Um z.B. die versteckte gesellschaftliche Gewalt zu enthüllen, wie sie sich heute zeigt, bräuchte es meiner Meinung nach ganz andere Mittel: Da kommt man mit diesen alten Schablonen (das Wort vom "Kleinbürger" dient hier doch allein der Denunziation und Distinktion für die, die es nötig haben) und dem Allgemeinen und Modellhaften nicht mehr zu großartigen Einsichten. Das war zu Brechts dogmatischen Zeiten (und zu Zeiten der ideologischen 68er) vielleicht mal der Bringer. Aber mittlerweile hat sich das doch überlebt. Man muss einfach genauer hinsehen. Und da kommt man um individuelle Figuren, seelische Zustände und - in meinetwegen in Artifizielles eingebettete - Authentizität nicht herum. Aber davor scheint es einem großen Teil der theatertreibenden Kollegen zu grauen, und sie winden sich in Entwertungen des So-als-ob-Wirklichen und anderer psychischer Abwehr wie emotiophobe Neurotiker auf der Couch des Analytikers in einer der ersten Sitzungen.
Ich finde der Abend ist was für Formfetischisten, aber nicht für mitdenkende, mitfühlende Menschen. Und damit gesellschaftlich irrelevant. Aber genau darum soll es hier doch gehen oder? Um die Gesellschaft. Aber hier dreht sich das Theater mal wieder nur um sich selbst; und ins selbstgefällige Abseits.
Vielen Dank, Frau Slevogt, für Ihre persönliche Kritik.
Ich empfinde das sehr, sehr ähnlich.
TT-Shorty Fegefeuer: 15 Minuten Fernsehen
Toll, fünfzehn Minuten Theater im Fernsehen anschauen, und dann eine so fundierte Meinung. Voll von klugen Anspielungen und Hintergrundwissen. Offen, sympathisch, interessiert, und dem Theater von Herzen zugewandt. Da steht einer Karriere als professionellem Kritiker unserer Tage nichts im Wege.

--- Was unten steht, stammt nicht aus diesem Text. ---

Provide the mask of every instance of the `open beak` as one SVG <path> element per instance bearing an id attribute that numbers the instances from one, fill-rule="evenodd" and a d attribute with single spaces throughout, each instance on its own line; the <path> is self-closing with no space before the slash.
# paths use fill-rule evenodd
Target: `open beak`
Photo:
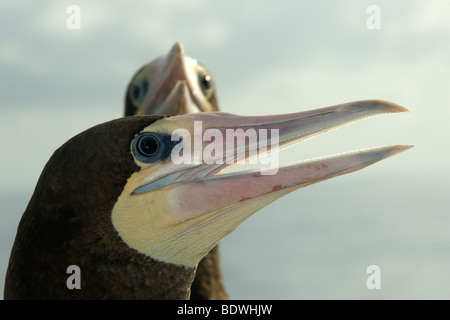
<path id="1" fill-rule="evenodd" d="M 200 246 L 201 250 L 191 245 L 178 248 L 170 258 L 167 253 L 159 257 L 185 263 L 186 256 L 194 256 L 190 263 L 195 265 L 242 221 L 283 195 L 362 169 L 411 146 L 366 149 L 284 167 L 275 159 L 279 149 L 363 118 L 405 111 L 393 103 L 368 100 L 286 115 L 242 117 L 212 112 L 164 118 L 144 131 L 171 134 L 172 144 L 178 143 L 163 163 L 148 169 L 142 166 L 131 197 L 151 195 L 153 205 L 157 201 L 159 210 L 168 213 L 165 225 L 171 231 L 162 232 L 160 241 L 166 234 L 187 243 L 198 241 L 194 235 L 207 235 L 208 245 Z M 260 164 L 265 168 L 222 173 L 251 159 L 264 159 Z M 157 250 L 150 251 L 158 255 Z M 177 258 L 182 251 L 184 260 Z"/>

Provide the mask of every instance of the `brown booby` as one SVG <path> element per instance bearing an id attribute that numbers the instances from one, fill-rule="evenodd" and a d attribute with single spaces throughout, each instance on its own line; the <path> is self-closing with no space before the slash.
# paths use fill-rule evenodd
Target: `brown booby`
<path id="1" fill-rule="evenodd" d="M 218 111 L 211 72 L 184 54 L 177 42 L 167 55 L 144 65 L 132 77 L 125 93 L 125 115 Z"/>
<path id="2" fill-rule="evenodd" d="M 167 55 L 141 67 L 125 92 L 125 116 L 206 111 L 219 111 L 214 78 L 204 65 L 185 55 L 179 42 Z M 228 299 L 218 246 L 198 264 L 191 299 Z"/>
<path id="3" fill-rule="evenodd" d="M 19 223 L 4 297 L 187 299 L 198 262 L 260 208 L 410 146 L 303 161 L 276 174 L 222 169 L 256 151 L 266 154 L 261 145 L 272 149 L 279 141 L 283 148 L 345 123 L 404 111 L 371 100 L 276 116 L 125 117 L 88 129 L 45 165 Z M 255 133 L 257 140 L 248 138 Z M 67 285 L 73 265 L 80 289 Z"/>

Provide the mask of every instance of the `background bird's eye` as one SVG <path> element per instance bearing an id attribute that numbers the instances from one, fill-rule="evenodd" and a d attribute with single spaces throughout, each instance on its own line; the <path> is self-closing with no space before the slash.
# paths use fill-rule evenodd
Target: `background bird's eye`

Mit freundlichen Grüßen an den talentierten Elliot.
TT-Shorty Fegefeuer: planetarisches Kleinbürgertum
@ T.S.: Eliot: Kennen Sie den Begriff des "planetarischen Kleinbürgertums" nach Agamben? Kleinbürgertum heisst demnach, soweit ich ich es verstanden habe, dass sich der Konsumkapitalismus mittlerweile durch alle gesellschaftlichen Schichten bewegt. Alle wollen einen BMW, einen (Flachbildschirm-)Fernseher, ein iphone, Golfspielen und Voll-Porno. Keiner mehr will kritisch-humanistisches Denken, Glaube, Liebe und Hoffnung (auch) im nicht-religiösen Sinn.